Warum hochwasserdichte Infrarotheizgeräte bei der Renovierung von Bädern immer beliebter werden
Im Alltag in Badezimmern passiert Folgendes: Hochwasserdichte Infrarotheizgeräte ersetzen nach und nach die alten Leuchtenheizgeräte. Und ehrlich gesagt, macht das Sinn. Wenn ein Raum voller Dampf und kalter Oberflächen ist, braucht man eine Heizung, die zuverlässig funktioniert, schnell Wärme liefert – und keine komplizierte Installation erfordert.
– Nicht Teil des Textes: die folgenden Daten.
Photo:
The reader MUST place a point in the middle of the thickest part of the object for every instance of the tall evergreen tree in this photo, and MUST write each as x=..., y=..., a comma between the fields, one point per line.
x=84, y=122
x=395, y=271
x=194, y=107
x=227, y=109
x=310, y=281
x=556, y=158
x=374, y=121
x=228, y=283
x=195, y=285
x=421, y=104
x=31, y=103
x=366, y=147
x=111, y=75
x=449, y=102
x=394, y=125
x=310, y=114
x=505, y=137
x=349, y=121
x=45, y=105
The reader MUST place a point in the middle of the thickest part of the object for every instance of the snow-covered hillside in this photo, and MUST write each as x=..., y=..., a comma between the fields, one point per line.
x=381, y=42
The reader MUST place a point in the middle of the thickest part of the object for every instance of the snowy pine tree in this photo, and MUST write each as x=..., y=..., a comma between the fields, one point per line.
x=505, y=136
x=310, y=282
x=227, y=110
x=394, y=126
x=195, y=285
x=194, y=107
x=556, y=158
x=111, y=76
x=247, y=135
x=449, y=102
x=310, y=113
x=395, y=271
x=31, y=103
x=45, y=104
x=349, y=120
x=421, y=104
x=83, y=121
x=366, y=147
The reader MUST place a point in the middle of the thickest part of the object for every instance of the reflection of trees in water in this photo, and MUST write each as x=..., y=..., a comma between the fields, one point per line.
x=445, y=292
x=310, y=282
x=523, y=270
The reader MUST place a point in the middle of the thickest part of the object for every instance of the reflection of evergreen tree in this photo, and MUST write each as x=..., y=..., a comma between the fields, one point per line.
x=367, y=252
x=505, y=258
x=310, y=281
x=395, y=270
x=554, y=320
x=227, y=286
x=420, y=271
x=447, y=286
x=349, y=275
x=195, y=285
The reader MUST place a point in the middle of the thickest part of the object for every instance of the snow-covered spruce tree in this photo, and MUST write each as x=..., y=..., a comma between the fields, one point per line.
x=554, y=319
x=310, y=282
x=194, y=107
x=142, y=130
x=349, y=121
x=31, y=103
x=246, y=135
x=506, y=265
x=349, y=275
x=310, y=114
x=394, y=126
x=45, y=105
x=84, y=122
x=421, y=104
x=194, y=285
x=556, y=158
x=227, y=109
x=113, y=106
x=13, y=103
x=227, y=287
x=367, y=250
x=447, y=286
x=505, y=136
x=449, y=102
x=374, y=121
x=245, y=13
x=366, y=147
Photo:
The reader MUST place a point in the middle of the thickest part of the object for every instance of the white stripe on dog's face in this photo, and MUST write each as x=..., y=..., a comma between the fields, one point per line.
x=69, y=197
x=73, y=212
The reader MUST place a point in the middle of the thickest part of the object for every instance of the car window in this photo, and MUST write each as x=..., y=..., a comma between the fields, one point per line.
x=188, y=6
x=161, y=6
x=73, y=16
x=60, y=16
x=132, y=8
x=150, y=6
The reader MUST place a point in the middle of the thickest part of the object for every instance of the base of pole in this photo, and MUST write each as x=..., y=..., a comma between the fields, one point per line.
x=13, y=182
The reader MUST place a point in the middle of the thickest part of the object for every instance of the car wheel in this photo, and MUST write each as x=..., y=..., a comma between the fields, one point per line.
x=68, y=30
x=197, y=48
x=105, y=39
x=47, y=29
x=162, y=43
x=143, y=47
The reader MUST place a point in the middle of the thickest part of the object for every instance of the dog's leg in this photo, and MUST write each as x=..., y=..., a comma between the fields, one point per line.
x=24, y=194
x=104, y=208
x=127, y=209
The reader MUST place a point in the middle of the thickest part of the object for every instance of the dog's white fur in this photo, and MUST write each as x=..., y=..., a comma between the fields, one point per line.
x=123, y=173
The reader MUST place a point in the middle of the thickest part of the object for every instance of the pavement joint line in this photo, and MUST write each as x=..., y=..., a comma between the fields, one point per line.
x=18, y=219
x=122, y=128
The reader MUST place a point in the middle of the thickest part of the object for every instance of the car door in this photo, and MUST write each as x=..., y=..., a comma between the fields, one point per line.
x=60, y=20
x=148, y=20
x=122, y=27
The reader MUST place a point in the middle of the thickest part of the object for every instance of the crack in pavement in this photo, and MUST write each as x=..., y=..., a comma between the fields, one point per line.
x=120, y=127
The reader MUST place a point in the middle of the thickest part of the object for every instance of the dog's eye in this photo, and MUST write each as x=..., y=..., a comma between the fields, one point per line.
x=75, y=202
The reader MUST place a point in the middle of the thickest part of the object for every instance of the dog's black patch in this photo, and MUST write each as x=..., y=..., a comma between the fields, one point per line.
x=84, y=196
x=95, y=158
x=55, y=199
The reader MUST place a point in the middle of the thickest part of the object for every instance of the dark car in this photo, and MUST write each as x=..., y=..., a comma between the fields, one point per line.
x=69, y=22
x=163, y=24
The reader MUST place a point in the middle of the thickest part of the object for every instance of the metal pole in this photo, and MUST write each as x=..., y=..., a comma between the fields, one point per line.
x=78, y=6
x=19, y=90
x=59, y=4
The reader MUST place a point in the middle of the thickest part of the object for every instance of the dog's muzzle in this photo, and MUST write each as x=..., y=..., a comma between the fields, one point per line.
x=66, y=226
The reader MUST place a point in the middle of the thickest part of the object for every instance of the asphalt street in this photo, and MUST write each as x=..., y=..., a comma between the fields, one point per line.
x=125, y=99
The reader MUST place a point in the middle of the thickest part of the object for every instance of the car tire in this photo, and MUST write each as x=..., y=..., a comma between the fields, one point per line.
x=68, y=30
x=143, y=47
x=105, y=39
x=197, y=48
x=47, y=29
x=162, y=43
Leistung, Spannung und Größe – einfach gehalten
Infrarotwärme sorgt dafür, dass die Wärme genau dorthin gelangt, wo sie benötigt wird. Die meisten Geräte arbeiten mit einer Standardspannung von 220–240 V – daher muss man den gesamten Elektroanschluss nicht neu gestalten. Die Leistung liegt meist zwischen 1500 W und 2500 W – schließlich benötigen Badezimmer eine schnelle Wärmezufuhr nach dem Duschen, keine langsame Erwärmung. Auch die Größe spielt eine Rolle: Diese Heizgeräte sind wandmontiert und kompakt, sodass sie nicht im Weg stehen, während die Wärme trotzdem an den richtigen Stellen verteilt wird. Man spürt die Wärme auf dem Boden und an den Wänden – ohne Energie zu verschwenden, indem man die Luft im Raum erwärmt. Form und Platzierung werden dabei so gewählt, dass man die Wärme tatsächlich wahrnehmen kann – nicht nur wegen des Aussehens.
Konstruktion: Für Dampf geeignet, langlebig
Im Inneren befinden sich Halogenröhren aus Quarz. Der Halogenzyklus sorgt dafür, dass die Filamente stabil bleiben – dadurch wird das Verfärben der Röhren verhindert und die Leistung bleibt über Zeit konstant. Quarz kann auch plötzliche Temperaturwechsel verkraften, ohne zu brechen. Zudem sorgt eine starke Schutzschicht sowie eine gute Abdichtung für die hohe Wasserdichtigkeit. Im Badezimmer kondensiert überall Dampf – normale Heizgeräte können daher an den Enden oder entlang des Körpers beschädigt werden. Bei einer vollständig abgedichteten Konstruktion kann Wasser nicht in die Verbindungsstellen eindringen. Die Anschlüsse – wie R7 oder SK15 – sind so gewählt, dass sie eine hohe Stromstärke transportieren können, sicher verschlossen bleiben und auch nach wiederholtem Heizen und Abkühlen funktionieren. So bleibt die Verbindung stabil, selbst wenn die Luft feucht ist.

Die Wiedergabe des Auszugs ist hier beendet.